PROCUREMENT TECHNIQUES

Types of Techniques and Agreements The techniques principally employed by Spanish CPBs are framework agreements and centralised contracts.32 The use of a dynamic purchasing system (DPS) is practically non-existent at the State level and very limited at regional and local levels. In the case of the State, in recent reports, the General Directorate for Rationalisation and Centralisation of Procurement has justified its lack of usage of DPSs due to the technical difficulties that they entail. In addition, it stated that there are no proven reasons for economic efficiency to recommend the use of DPS as opposed to other instruments, such as framework agreements. In its report from December 2019, the Spanish Independent Procurement Regulation and Supervision Office has pointed out that, in light of the total absence of DPSs, the development of framework agreements could undermine competition and leave the affected supplies and services out of the procurement market for long periods.33 The implementation of e‑procurement is inconsistent, but there are some CPBs which we could say only operate though e‑procurement.
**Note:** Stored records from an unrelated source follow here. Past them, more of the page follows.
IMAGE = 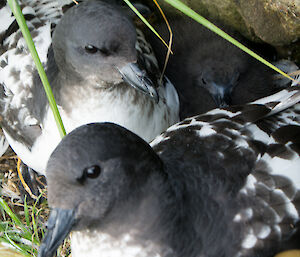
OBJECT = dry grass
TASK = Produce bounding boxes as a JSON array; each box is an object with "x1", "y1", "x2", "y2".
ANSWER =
[{"x1": 0, "y1": 148, "x2": 70, "y2": 257}]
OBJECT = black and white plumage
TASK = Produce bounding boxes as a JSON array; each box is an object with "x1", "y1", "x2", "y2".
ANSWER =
[
  {"x1": 39, "y1": 80, "x2": 300, "y2": 257},
  {"x1": 147, "y1": 18, "x2": 297, "y2": 118},
  {"x1": 0, "y1": 0, "x2": 179, "y2": 173}
]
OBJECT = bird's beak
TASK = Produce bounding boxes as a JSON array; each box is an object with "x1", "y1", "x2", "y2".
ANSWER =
[
  {"x1": 38, "y1": 208, "x2": 76, "y2": 257},
  {"x1": 117, "y1": 63, "x2": 159, "y2": 102},
  {"x1": 206, "y1": 82, "x2": 233, "y2": 108}
]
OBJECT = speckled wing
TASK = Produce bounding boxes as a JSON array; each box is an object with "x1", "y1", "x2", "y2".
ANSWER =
[
  {"x1": 0, "y1": 0, "x2": 67, "y2": 147},
  {"x1": 151, "y1": 83, "x2": 300, "y2": 256},
  {"x1": 135, "y1": 29, "x2": 179, "y2": 116}
]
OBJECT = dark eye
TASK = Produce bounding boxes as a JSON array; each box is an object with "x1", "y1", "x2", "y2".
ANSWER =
[
  {"x1": 99, "y1": 47, "x2": 110, "y2": 56},
  {"x1": 85, "y1": 45, "x2": 99, "y2": 54},
  {"x1": 83, "y1": 165, "x2": 101, "y2": 178}
]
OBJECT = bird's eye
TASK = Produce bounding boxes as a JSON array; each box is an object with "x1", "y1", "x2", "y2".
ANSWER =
[
  {"x1": 99, "y1": 47, "x2": 110, "y2": 56},
  {"x1": 85, "y1": 45, "x2": 99, "y2": 54},
  {"x1": 83, "y1": 165, "x2": 101, "y2": 178}
]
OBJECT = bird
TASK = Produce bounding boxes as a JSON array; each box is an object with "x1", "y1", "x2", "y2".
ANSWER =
[
  {"x1": 0, "y1": 0, "x2": 179, "y2": 175},
  {"x1": 38, "y1": 79, "x2": 300, "y2": 257},
  {"x1": 146, "y1": 17, "x2": 297, "y2": 119}
]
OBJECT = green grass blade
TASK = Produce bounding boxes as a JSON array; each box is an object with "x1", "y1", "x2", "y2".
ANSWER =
[
  {"x1": 7, "y1": 0, "x2": 66, "y2": 137},
  {"x1": 123, "y1": 0, "x2": 172, "y2": 53},
  {"x1": 164, "y1": 0, "x2": 294, "y2": 81},
  {"x1": 0, "y1": 197, "x2": 28, "y2": 232},
  {"x1": 24, "y1": 195, "x2": 30, "y2": 227},
  {"x1": 5, "y1": 233, "x2": 31, "y2": 257}
]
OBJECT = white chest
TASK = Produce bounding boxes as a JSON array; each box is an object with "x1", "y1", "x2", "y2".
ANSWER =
[{"x1": 71, "y1": 232, "x2": 161, "y2": 257}]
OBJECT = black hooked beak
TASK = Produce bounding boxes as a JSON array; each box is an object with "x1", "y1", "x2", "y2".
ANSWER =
[
  {"x1": 206, "y1": 82, "x2": 234, "y2": 108},
  {"x1": 38, "y1": 208, "x2": 76, "y2": 257},
  {"x1": 117, "y1": 63, "x2": 159, "y2": 102}
]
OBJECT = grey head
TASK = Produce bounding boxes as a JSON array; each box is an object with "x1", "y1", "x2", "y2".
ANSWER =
[
  {"x1": 39, "y1": 123, "x2": 162, "y2": 257},
  {"x1": 191, "y1": 58, "x2": 240, "y2": 107},
  {"x1": 52, "y1": 1, "x2": 157, "y2": 97}
]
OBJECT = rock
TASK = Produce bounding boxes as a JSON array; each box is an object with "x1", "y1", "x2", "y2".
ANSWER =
[{"x1": 152, "y1": 0, "x2": 300, "y2": 64}]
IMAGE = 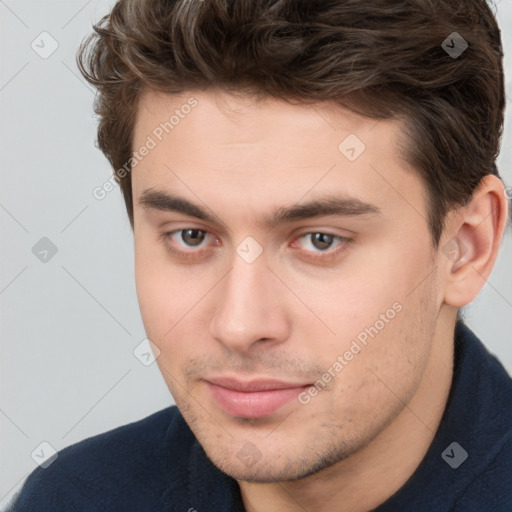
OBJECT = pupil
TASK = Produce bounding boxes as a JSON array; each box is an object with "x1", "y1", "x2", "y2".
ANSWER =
[
  {"x1": 181, "y1": 229, "x2": 204, "y2": 245},
  {"x1": 313, "y1": 233, "x2": 333, "y2": 249}
]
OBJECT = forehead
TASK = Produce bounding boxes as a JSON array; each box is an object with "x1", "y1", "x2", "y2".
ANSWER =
[{"x1": 133, "y1": 90, "x2": 423, "y2": 231}]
The use of electronic catalogues is also not totally widespread, but there are practical examples of its use. Notwithstanding, the Spanish Law on Public Sector Contracts makes no mention whatsoever of electronic catalogues. New award criteria cannot be introduced in a mini-competition within a framework agreement.34

32 Currently the General Directorate for Rationalisation and Centralisation of Procurement has 18 framework agreements and nine centralised contracts in force; https://​cont​ratacionce​ntralizada​.gob​.es/​catalogo. 33 Annual Report. p.  108. Available at: https://​c​ontratacio​ndelestado​.es/​wps/​wcm/​ connect/​27901388​-df3a​-434d​-8a47​-3356a7c11261/​INFORME+​SUPERVISION+​ OIRESCON+​2019​.pdf​?MOD​=​AJPERES, accessed 3 September 2021. 34 See: article 221.6(e) of the Spanish Law on Public Sector Contracts and decision no. 494/2019, 9 May 2019 of the central administrative tribunal on public contracts.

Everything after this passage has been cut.